With the whirling vocals of frontwoman Sally Spitz, and playing that juggles the sonic energies of new wave and minimalist art punk, the band sounds like the love child of the B-52s, Le Tigre, and Bush Tetras. Combining a danceable, saxophone-laden groove with feminist nursery rhymes, How Am I Not Myself? both revels in absurdity and interrogates the heterosexist power structures in an oppressively patriarchal society.

The song “Bromosapien,” finds Spitz flaunting her signature caterwauling against Daniel Trautfield’s crisp saxophone leads, with lyrics that rail against misogynistic institutions that strip away the autonomy of young women and girls (“How do I know you are sexist?/Because you’re ego is so delicate”). The instrumentation on “Lost Power,” draws contagiously twangy leads from lead guitarist Ali Day, while Spitz unpacks the paranoia and sense of lost identity that comes with being in a visibly heteronormative relationship (“All night I think I’m sick/Losing color and I’m falling quick”).

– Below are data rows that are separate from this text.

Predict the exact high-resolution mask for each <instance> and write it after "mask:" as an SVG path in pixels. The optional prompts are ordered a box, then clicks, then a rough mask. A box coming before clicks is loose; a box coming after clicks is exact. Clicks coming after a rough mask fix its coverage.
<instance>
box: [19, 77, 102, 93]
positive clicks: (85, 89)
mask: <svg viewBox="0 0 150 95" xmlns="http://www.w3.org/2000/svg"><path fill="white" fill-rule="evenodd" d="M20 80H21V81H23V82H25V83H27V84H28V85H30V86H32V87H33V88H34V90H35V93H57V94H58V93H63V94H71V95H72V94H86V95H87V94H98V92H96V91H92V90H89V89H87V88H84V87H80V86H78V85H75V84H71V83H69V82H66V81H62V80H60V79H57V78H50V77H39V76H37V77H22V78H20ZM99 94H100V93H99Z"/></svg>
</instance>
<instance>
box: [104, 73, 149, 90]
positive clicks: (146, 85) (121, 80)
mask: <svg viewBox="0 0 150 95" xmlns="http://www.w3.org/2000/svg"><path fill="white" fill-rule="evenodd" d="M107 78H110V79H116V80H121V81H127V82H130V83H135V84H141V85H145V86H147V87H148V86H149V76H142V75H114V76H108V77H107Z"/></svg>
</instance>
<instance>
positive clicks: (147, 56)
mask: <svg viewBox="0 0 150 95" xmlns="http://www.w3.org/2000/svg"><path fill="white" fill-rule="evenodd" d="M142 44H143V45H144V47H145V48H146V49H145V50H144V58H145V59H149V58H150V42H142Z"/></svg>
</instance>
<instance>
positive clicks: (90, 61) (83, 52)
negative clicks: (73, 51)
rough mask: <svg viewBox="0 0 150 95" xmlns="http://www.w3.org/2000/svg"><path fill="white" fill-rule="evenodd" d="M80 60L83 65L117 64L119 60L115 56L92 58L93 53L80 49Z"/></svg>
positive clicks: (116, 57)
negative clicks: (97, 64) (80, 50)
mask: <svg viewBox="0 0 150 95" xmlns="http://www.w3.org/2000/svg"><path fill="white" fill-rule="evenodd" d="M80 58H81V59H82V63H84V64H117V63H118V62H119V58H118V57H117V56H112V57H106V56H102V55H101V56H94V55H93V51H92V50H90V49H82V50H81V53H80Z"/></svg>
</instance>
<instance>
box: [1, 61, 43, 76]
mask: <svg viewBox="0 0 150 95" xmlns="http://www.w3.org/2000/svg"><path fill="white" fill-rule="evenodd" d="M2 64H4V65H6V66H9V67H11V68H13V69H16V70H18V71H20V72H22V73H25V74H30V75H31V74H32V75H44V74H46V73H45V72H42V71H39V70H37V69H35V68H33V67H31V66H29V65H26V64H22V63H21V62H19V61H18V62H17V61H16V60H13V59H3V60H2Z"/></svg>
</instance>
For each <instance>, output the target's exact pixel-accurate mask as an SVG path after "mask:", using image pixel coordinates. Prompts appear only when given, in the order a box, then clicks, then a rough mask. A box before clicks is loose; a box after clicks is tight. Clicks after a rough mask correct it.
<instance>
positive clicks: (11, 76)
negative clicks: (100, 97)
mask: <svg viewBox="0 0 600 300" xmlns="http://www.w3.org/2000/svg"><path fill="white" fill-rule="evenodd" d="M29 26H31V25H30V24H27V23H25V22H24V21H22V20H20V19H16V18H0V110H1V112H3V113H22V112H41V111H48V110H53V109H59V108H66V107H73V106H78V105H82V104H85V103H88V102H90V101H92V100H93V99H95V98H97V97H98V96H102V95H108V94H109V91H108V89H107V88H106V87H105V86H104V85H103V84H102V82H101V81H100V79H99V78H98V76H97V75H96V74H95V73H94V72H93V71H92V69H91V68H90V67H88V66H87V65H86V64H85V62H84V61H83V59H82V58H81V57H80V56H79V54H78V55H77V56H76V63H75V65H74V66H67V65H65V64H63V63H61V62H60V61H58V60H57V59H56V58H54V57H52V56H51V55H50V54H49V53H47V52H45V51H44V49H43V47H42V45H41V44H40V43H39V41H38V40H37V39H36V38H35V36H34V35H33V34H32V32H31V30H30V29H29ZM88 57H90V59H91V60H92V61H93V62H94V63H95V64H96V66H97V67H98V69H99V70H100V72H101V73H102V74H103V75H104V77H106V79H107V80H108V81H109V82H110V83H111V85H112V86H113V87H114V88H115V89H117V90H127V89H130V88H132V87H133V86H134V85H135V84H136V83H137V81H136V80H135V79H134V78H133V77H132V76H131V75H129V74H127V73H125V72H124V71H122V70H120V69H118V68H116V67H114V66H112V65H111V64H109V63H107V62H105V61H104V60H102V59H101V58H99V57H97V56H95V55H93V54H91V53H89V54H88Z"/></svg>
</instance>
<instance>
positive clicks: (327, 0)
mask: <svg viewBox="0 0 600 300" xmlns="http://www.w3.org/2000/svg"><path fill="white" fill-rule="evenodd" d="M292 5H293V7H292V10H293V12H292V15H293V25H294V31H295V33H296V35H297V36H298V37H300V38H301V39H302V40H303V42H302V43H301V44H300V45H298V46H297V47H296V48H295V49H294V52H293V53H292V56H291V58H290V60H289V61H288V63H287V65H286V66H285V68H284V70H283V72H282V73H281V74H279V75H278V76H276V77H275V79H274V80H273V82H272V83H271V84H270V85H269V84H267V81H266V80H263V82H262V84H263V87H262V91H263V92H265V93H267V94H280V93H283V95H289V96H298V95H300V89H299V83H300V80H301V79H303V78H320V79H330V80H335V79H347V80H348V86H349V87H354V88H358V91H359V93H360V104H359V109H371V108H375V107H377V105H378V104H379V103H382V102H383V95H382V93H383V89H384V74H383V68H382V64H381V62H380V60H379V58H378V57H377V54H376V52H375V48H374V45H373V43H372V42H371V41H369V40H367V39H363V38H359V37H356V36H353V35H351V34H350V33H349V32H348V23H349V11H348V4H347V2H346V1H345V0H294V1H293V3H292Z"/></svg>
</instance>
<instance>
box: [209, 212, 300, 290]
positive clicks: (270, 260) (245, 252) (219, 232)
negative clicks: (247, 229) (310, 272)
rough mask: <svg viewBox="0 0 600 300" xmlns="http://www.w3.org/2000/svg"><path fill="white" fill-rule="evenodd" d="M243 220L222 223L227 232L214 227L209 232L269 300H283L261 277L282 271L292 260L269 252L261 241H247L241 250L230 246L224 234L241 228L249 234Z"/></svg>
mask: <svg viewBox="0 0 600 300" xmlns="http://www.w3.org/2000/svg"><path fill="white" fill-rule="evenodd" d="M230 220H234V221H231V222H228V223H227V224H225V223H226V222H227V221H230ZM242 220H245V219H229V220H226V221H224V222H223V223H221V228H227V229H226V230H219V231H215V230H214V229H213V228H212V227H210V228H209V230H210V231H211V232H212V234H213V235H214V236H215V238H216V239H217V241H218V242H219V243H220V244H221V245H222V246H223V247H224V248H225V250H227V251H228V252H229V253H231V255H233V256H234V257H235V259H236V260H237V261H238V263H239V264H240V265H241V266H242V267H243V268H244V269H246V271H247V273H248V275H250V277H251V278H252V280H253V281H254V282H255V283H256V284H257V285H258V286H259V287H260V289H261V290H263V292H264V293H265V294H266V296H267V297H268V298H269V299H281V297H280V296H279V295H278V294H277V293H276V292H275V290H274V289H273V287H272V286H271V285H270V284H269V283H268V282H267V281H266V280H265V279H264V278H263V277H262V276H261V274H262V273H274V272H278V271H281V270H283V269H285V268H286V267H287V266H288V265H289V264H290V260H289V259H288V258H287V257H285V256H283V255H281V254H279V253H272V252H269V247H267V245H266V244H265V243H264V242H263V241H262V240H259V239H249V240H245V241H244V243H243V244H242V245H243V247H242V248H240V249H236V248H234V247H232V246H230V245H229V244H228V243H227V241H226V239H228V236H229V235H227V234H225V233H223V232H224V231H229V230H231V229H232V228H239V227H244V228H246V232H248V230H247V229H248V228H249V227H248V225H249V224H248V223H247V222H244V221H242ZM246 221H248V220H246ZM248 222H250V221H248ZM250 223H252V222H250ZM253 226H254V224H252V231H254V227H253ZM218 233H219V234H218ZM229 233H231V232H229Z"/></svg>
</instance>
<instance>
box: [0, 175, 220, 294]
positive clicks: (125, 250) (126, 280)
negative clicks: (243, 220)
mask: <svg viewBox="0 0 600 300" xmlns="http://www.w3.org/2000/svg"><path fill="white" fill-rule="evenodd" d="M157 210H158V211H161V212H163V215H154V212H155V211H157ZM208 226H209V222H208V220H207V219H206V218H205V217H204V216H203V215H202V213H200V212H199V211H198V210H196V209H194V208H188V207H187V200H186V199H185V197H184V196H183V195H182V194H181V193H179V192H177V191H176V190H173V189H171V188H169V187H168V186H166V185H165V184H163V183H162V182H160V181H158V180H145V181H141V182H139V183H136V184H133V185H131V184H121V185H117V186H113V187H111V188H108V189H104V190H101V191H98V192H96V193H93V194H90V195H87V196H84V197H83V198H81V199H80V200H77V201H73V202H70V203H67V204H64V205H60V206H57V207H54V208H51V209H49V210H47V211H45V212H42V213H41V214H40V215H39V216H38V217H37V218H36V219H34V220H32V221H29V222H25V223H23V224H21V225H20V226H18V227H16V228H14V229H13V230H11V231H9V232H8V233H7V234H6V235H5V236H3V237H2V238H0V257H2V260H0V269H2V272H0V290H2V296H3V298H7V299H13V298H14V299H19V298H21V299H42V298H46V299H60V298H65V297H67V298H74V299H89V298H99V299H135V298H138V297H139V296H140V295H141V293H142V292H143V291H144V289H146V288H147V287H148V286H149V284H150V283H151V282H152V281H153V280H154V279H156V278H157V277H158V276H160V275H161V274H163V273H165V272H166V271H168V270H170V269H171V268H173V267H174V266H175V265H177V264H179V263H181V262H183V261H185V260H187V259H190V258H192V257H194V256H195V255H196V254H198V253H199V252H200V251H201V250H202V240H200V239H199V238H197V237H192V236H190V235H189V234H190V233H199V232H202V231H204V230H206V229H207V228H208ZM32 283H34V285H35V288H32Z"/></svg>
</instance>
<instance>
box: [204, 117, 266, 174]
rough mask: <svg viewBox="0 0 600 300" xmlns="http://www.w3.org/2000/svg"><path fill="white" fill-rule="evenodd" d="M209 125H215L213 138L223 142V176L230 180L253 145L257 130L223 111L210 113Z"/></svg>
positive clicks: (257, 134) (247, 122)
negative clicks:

“All the Time,” boasts bouncing, brassy instrumentals that stand in stark contrast to the serious lyrical subject matter. Spitz’s robotic vocal stylings hearken back to early DEVO records, while the lyrics find the song’s narrator fighting for self-actualization through the act of attempting to please others, whether it be potential lovers, friends, clients, or families (“Oh, I wanted you to see, you to see/Everything that we could be, we could be”).

On “Joan of Marc by Marc,” the band does their best Josef K impression with rapidly jangling instrumentals. The narrator of the song feels corrupted by their unrelenting libido as they find themselves in a tug-of-war between their attraction to men and women, while simultaneously struggling to fight off the heteronormative dogma that forces women into subordinate roles in heterosexual relationships (“I gag on the ordinary”).

Writing songs about the intersection of the personal and the political in a way that makes listeners want to burst out dancing is never an easy task. French Vanilla’s How Am I Not Myself strikes the perfect balance between seriousness and whimsical satire with relentless energy, textures, and bright color palettes.